Performing with CHVRCHES inevitably widened their audience, and the development of a distinct Potty Mouth fanbase seems to have left Abby mildly in disbelief. “It’s so awesome,” Abby exclaims, “but it’s hard to wrap my head around.”
The band is not signed to a label, although they have been courted by several, including Atlantic Records. While releasing music independently allows Potty Mouth to be the band they want to be, rather than the contrived, ready-made rock band that labels might wish to turn them into, that doesn’t mean that they’re willing to release anything, just for the sake of doing it. “We still hold ourselves to a high standard. We want to write good songs,” Ally points out.

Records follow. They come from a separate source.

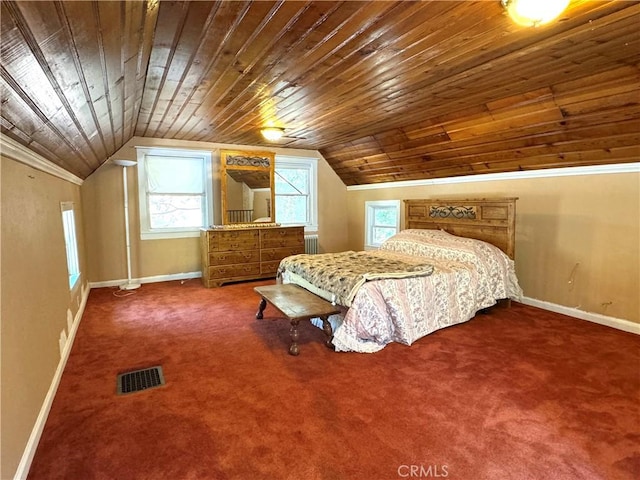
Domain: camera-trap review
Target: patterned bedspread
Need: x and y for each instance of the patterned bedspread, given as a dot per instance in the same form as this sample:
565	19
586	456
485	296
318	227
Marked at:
468	275
342	274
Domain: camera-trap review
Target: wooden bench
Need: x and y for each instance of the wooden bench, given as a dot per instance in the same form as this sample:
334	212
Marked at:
297	304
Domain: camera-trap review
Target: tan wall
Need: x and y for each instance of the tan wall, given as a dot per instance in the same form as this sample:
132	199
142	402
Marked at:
103	211
577	238
35	297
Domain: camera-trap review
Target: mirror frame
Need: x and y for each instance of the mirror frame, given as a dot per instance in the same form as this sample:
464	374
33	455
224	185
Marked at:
248	161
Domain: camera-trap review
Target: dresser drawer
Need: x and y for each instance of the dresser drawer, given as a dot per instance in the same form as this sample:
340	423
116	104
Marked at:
271	254
233	271
241	240
282	237
233	257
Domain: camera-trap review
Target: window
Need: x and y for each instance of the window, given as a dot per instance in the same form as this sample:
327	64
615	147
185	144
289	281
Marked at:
382	221
175	190
70	242
296	191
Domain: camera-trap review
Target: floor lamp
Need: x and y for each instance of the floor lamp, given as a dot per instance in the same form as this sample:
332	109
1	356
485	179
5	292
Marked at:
124	164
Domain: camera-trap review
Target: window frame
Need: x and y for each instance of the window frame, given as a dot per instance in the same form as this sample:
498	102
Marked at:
146	231
370	209
311	165
70	235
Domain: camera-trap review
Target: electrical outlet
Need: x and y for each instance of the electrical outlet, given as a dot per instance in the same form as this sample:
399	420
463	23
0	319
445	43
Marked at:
62	341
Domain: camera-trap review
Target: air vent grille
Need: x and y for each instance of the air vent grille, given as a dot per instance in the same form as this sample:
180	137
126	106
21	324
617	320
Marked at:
139	380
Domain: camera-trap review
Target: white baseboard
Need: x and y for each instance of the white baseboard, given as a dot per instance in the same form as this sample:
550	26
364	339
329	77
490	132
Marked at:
157	278
32	444
613	322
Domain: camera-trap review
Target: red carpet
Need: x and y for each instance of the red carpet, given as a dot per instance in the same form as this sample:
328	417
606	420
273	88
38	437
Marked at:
518	393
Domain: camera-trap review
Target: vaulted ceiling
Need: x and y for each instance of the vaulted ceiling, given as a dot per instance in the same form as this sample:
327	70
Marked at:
386	91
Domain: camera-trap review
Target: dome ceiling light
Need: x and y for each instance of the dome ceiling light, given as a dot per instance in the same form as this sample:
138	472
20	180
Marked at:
533	13
272	134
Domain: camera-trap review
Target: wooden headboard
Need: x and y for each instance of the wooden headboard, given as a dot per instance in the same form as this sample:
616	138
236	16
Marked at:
492	220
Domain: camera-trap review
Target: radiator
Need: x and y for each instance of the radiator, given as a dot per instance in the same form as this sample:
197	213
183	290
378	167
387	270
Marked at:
310	244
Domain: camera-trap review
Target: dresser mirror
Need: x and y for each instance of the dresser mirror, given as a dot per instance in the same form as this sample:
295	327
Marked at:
248	193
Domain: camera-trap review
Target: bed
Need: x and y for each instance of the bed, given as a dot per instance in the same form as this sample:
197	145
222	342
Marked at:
453	259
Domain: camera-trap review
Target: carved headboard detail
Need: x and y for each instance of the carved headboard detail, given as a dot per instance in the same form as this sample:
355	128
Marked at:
492	220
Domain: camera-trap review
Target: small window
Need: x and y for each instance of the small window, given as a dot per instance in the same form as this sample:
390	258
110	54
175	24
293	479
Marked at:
175	192
70	242
295	192
382	221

As of now, they’re still waiting for the right label to come along—one that will recognize their strengths, their values, and their sound. Their refusal to conform is admirable, even though their choice to remain independent means that they have to pay out of pocket for studio time, tours, and marketing.
In the meantime, though, Potty Mouth are sticking to their guns and continuing to get their message across through music that is “catchy and feel-good,” and gaining fans worldwide along the way. Although they have yet to tour Europe, one longtime fan from Germany has become one of their close friends. With this in mind, it’s apparent that their fanbase is continuously growing no matter what they do, and, with all things considered, they seem to be doing okay.